Piao liang de nu hai
That title is not the name of a new flu or some exotic mandarin dancer in Vegas. Patience is a virtue peoples. Me will elucidate, wait.
For the one last time - One more email about whether the swine flu is the reason for my absence from the Internet, from anyone, and I will bawl and wail and thank you for the unconditional love and support you guys show. Let me not say unconditional since almost all emails to lafemmereva end with "We hope you get better and start blogging again".
Sifting through emails after an unintentional sabbatical I chanced upon what this person sent me. Now I had long stopped and made known that I will refrain from guest posts. Bah, too many requests - Hard to oblige all and spread the love.
But we Indian Junta are known for second chances. Ask Singh. We made him a King again. So read on what might well be the last guest post in this space in a loooong time to come. Lasts - How they come eventually. Prabhakaran would agree.
This is what Ramesh has to say, in response to the post : "It's raining Men - Hallelujah!"
DISCLAIMER: L/reva washes her hands off all of the words below and will be vacationing starting this weekend for a few days unable to accept the eggs or tomatoes that you might want to shower on her "poor self" for publishing this. All comments will be published promptly and responded to, though! But please take the time out to consider my preferences - I don't mind designer sandals being thrown at me. Gladiators are my fav model.
Piao liang de nu hai
Our lafemme needs a prod. So here’s a riposte to her “super post”, with a twist. And yes, its from a member of the male species.
Indian damsels – eat your heart out.
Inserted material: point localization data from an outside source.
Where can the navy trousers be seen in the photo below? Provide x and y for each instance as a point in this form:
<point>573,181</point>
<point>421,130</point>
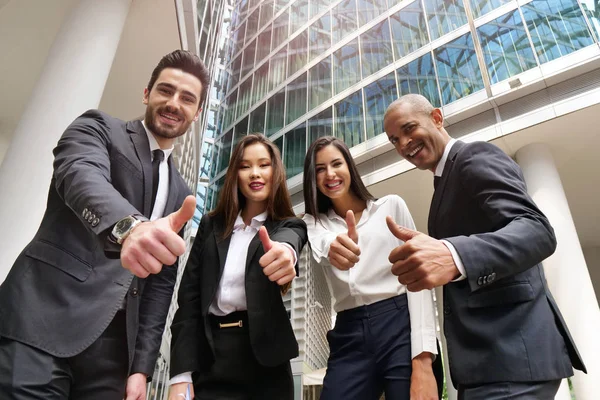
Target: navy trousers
<point>370,353</point>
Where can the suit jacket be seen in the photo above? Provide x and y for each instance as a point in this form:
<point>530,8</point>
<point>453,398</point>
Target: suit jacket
<point>68,283</point>
<point>271,335</point>
<point>501,323</point>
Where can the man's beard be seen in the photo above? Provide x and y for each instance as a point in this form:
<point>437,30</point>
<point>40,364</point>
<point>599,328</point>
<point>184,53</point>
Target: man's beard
<point>166,133</point>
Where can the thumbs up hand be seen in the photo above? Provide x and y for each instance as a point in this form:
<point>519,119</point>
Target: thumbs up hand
<point>278,260</point>
<point>344,251</point>
<point>152,244</point>
<point>421,262</point>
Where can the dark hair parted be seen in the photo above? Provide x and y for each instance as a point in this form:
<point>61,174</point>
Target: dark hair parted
<point>187,62</point>
<point>316,202</point>
<point>231,201</point>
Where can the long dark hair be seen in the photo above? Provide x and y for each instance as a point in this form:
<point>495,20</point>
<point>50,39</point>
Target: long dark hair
<point>316,202</point>
<point>231,200</point>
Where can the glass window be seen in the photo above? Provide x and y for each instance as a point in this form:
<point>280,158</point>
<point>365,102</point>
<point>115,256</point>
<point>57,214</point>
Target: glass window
<point>320,36</point>
<point>298,15</point>
<point>320,83</point>
<point>346,66</point>
<point>378,96</point>
<point>376,45</point>
<point>349,119</point>
<point>506,47</point>
<point>458,69</point>
<point>445,16</point>
<point>298,53</point>
<point>482,7</point>
<point>275,112</point>
<point>277,70</point>
<point>263,44</point>
<point>369,9</point>
<point>343,19</point>
<point>557,28</point>
<point>295,150</point>
<point>321,124</point>
<point>280,30</point>
<point>409,31</point>
<point>296,99</point>
<point>257,119</point>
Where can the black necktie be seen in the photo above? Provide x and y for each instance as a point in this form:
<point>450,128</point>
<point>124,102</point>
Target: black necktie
<point>158,156</point>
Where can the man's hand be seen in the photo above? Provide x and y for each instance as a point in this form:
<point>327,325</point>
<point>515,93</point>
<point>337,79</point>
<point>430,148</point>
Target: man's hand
<point>136,387</point>
<point>422,262</point>
<point>178,391</point>
<point>150,245</point>
<point>278,260</point>
<point>344,250</point>
<point>423,385</point>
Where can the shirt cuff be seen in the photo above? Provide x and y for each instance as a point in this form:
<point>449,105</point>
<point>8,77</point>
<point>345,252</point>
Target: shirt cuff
<point>185,377</point>
<point>457,261</point>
You don’t stand a chance in front of the Chinese beauties I am privileged to live with – you see I live in the Middle Kingdom. Here are five reasons why
You have to redefine slimness when you see a Chinese lassie. They are uniformly pencil slim. Not an ounce of fat. And our own belles . Remarkably “healthy” . And after the baby comes – Eeeks.
You have to define youth too . The number of times I have mistaken a mother for a school girl is not funny (I am not making this up). Everybody looks sixteen and lovely.
Wow, they dress up. What outfits. And our own coder, Vlakshi. Gimme a break. I’ll run a mile. Surely the salwar kameez must be the worst outfit ever invented.
What lovely hair. There are three times more hair dressing salons in China than there are saree shops in India. In fact three every street corner. Impeccably groomed these Chinese girls are. And our own coder – my dear, washing your waist length hair once a month just won’t do.
But here’s the clincher. Chinese women love foreigners. The whiter you are the better, but brown will do too. They think we males (as long as we are not Chinese) are God’s gift to mankind. At long last somebody somewhere has got this universal truth. And our beauty wants us to talk to her mother. Ugh !
Just kidding. We desis love our lafemmes. Have to say that, don’t I. Actually the real reason why , is because there just isn’t a lafemmereva in the Middle Kingdom. There just can’t be.
But still, still, Oh man ! how gorgeous these Chinese damsels are.
Just in case you are wondering – the title means Beautiful Girls in Mandarin.